Bacteria use chemotaxis to move towards or away from chemical attractants or repellents, respectively. Chemotaxis is thought to enable bacteria to move towards nutrients or away from danger. Now, Cremer, Honda et al. report an alternative physiological role for chemotaxis in which bacteria use non-nutritious attractants to promote the expansion of their populations into unoccupied territories. In a related study, Liu, Cremer et al. show that there is an optimal expansion speed when colonizing new territories, dependent on its size.

Credit: Philip Patenall/Springer Nature Limited

Chemical gradients are not only established by the environment, but are also shaped by bacteria consuming attractants. Cremer, Honda et al. investigated how the expansion speed of a colony of Escherichia coli on an agar plate depends on cell growth. The authors found that growth rate was largely determined by the carbon source and that expansion speed was dependent on the growth rate. Unexpectedly, in the presence of non-nutritious attractants, which do not affect the growth rate, expansion was faster, even if the primary carbon source was also an attractant. This contrasts with the view that chemotaxis is initiated by a shortage of nutrients.
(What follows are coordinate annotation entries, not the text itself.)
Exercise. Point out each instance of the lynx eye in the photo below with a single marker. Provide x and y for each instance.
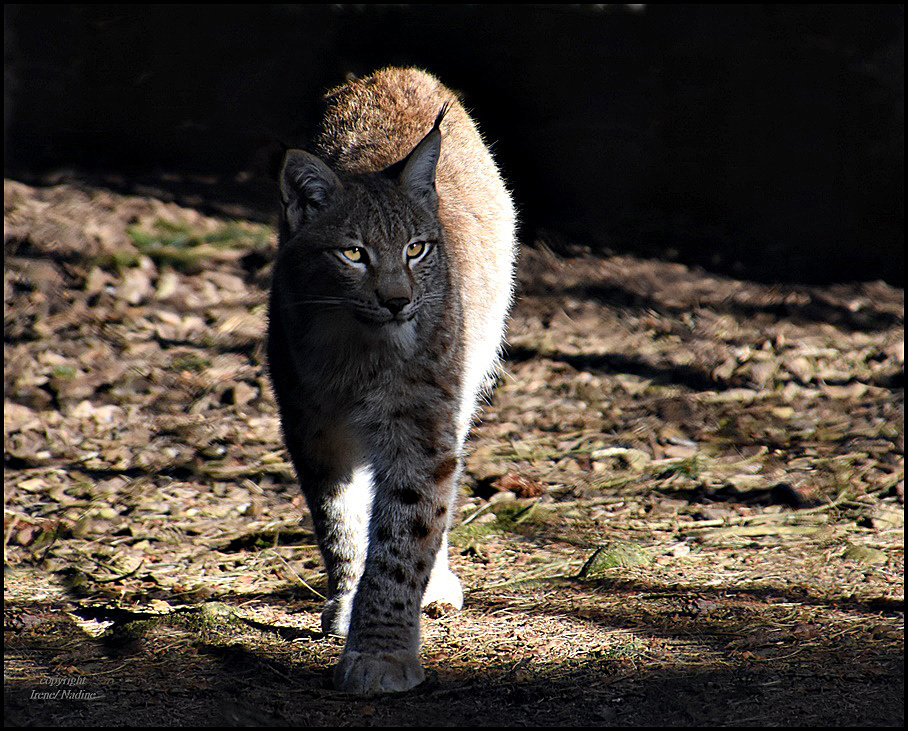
(416, 250)
(355, 254)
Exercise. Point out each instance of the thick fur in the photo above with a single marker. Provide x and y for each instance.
(391, 288)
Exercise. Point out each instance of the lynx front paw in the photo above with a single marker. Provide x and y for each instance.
(371, 673)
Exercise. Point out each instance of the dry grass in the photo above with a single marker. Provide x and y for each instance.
(684, 504)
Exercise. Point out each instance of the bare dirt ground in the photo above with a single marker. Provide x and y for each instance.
(683, 505)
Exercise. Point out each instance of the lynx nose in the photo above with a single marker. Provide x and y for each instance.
(395, 304)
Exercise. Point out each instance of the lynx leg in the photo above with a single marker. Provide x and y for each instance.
(407, 528)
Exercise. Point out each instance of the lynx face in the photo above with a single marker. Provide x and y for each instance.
(365, 249)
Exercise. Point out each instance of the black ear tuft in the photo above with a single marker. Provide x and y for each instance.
(418, 174)
(307, 186)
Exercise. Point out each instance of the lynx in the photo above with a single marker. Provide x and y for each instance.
(391, 287)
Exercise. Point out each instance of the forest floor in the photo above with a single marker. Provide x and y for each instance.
(682, 506)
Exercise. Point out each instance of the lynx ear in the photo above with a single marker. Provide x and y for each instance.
(307, 185)
(418, 175)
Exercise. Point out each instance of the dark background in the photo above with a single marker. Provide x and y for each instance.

Next, the authors investigated the origin of the positive growth–expansion relationship and measured swimming speeds of individual cells, and found that swimming characteristics are independent of growth rate and that the positive growth–expansion relationship was likely to be dependent on collective population dynamics. The authors determined that an abundant primary carbon source supplemented with low amounts of an attractant is the minimal requirement for the behaviour. The authors modelled the growth–expansion relationship and, guided by experimental data, they suggest that non-nutritious attractants increase the number of cells that have access to the nutrients, allowing the population to grow faster. The attractant functions as a navigation ‘guide’, providing direction for bacterial cells to expand along self-generated attractant gradients into unoccupied territories. Remarkably, this diversification strategy provides bacterial communities with ‘foresight’ to expand into new territories before they encounter starvation conditions.
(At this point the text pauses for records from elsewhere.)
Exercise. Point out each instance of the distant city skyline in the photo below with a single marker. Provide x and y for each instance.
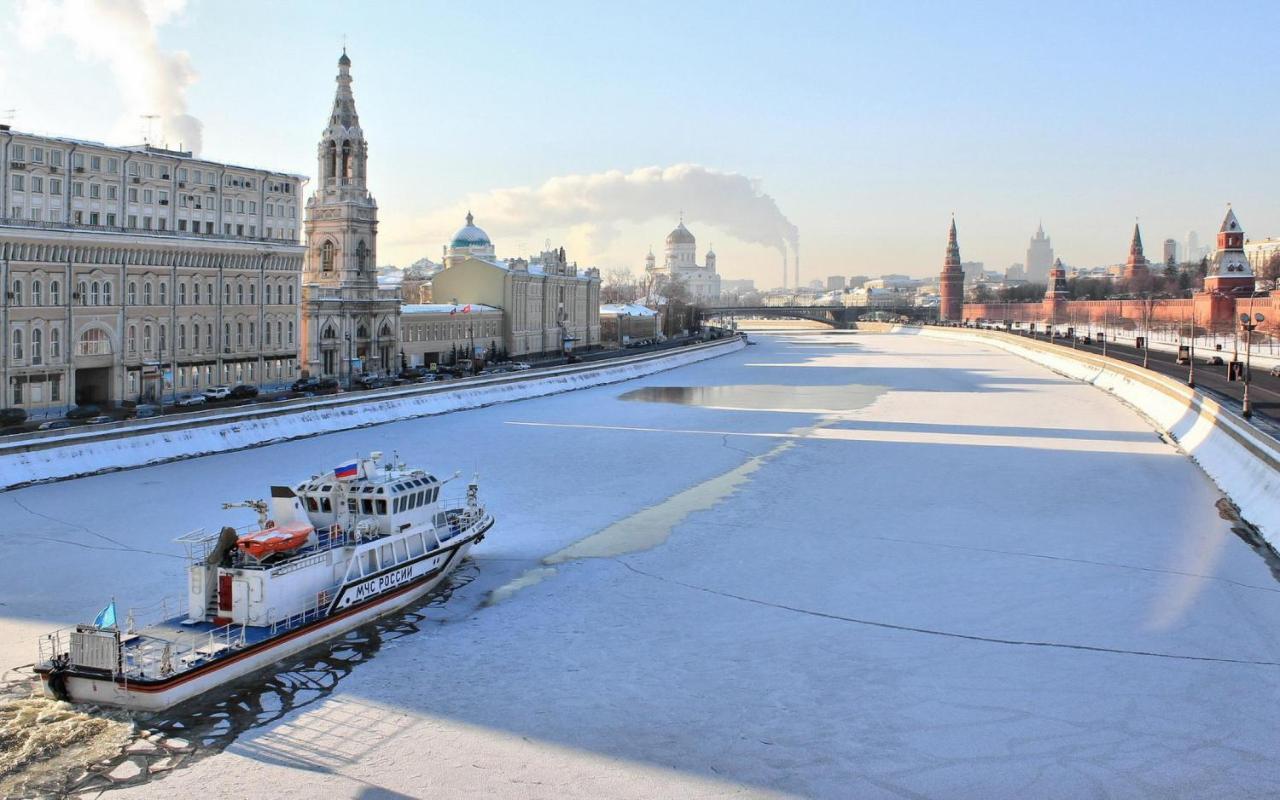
(597, 128)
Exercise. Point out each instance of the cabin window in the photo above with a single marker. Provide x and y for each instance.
(415, 545)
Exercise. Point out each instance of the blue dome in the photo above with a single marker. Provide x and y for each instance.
(470, 236)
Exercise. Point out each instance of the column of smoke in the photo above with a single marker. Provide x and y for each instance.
(728, 201)
(122, 35)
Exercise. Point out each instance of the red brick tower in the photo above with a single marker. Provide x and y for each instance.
(951, 282)
(1137, 269)
(1230, 272)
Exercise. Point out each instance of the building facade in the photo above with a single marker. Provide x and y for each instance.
(951, 282)
(1040, 256)
(350, 324)
(135, 274)
(680, 264)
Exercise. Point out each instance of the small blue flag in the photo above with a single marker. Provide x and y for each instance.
(106, 617)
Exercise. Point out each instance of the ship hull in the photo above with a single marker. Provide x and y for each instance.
(159, 695)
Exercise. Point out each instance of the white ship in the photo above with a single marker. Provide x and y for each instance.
(329, 554)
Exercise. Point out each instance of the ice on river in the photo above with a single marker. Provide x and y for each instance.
(976, 579)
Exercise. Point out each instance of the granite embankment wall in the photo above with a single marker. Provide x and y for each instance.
(74, 452)
(1240, 460)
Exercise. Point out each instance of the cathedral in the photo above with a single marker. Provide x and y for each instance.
(680, 263)
(350, 325)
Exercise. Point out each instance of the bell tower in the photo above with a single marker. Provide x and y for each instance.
(350, 327)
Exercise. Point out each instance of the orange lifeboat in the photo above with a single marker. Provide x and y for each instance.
(275, 539)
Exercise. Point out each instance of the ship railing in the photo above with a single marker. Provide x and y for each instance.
(310, 611)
In this navigated expansion process, faster expansion leads to faster population growth, suggesting that faster expansion is always beneficial. However, bacterial populations are rarely clonal and competition between different strains leads to different scenarios. Liu, Cremer et al. used evolution experiments to understand the requirements for habitats of different sizes. The authors inoculated the centre of an agar plate with a population of E. coli cells, allowed it to expand, and then picked bacteria that had reached one of five fixed distances and seeded them on a new plate, where they expanded. This process was repeated 50 times, with samples always taken at the same positions relative to the centre.
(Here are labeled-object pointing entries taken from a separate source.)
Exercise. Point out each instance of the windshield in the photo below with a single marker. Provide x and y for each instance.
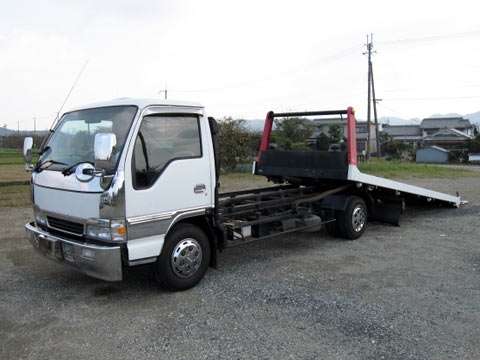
(72, 141)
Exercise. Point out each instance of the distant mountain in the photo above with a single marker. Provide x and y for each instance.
(5, 131)
(473, 117)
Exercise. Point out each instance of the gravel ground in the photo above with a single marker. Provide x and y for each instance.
(408, 292)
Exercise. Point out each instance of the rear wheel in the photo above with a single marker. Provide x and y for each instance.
(352, 222)
(184, 259)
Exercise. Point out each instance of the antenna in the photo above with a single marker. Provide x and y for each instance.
(71, 90)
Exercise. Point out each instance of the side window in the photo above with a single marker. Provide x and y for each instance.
(161, 140)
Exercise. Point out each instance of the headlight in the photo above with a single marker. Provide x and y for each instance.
(113, 230)
(40, 218)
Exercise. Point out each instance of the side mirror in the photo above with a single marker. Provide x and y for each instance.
(104, 145)
(27, 149)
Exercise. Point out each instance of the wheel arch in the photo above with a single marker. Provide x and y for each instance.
(203, 222)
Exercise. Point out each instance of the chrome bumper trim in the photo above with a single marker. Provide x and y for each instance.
(102, 262)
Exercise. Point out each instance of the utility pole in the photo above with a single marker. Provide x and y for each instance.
(165, 91)
(377, 138)
(371, 90)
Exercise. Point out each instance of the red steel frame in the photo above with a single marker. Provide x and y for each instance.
(351, 135)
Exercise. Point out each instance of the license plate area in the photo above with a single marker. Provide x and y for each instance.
(52, 249)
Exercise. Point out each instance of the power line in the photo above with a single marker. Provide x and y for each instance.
(431, 38)
(432, 98)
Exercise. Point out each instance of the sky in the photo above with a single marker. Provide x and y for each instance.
(239, 58)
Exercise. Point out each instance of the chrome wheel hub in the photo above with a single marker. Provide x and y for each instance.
(186, 258)
(359, 218)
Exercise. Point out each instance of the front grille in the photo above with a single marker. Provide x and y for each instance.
(65, 225)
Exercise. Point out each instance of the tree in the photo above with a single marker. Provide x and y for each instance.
(292, 133)
(234, 142)
(474, 144)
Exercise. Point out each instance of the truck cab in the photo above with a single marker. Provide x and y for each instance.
(114, 178)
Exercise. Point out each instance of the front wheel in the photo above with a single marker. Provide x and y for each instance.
(352, 222)
(184, 259)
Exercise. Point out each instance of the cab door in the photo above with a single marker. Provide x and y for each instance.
(168, 170)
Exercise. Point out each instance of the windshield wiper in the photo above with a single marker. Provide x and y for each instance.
(71, 169)
(46, 164)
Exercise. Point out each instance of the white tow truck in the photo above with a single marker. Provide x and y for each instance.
(136, 181)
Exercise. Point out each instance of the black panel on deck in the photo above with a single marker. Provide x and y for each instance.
(303, 164)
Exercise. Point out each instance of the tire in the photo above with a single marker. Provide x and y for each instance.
(184, 258)
(352, 222)
(332, 228)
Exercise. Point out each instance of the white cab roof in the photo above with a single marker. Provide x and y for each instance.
(140, 102)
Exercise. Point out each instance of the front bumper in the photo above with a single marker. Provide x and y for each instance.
(102, 262)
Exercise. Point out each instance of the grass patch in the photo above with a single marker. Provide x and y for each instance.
(400, 169)
(15, 196)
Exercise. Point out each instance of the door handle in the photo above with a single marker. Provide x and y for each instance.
(199, 188)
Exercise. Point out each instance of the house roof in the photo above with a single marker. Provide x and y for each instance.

Next, the authors evaluated the growth and expansion characteristics of the bacteria collected from the different cycles and positions. Interestingly, as cycles progressed, populations picked at sites furthest from the inoculation site always expanded quickly, whereas populations picked at closer sites always expanded more slowly.

In competition experiments, in which populations of bacteria with a range of expansion speeds (and with the same growth rate) were seeded at the same position, the different populations occupied different regions of the plate: slower populations deposited their offspring behind the front more rapidly, and dominated the interior of the plate, whereas faster populations deposited their offspring more slowly, and dominated the periphery.

bacteria use non-nutritious attractants to promote the expansion of their populations into unoccupied territories

Using simulations and modelling, the authors discovered a rule that predicts which population is fittest at any given distance from the inoculation site. Contrary to the notion that faster colonization provides the best advantage, the analysis showed that colonizing too quickly can leave the population susceptible to invasion by competitors, which could be applicable to pioneering populations across many territories.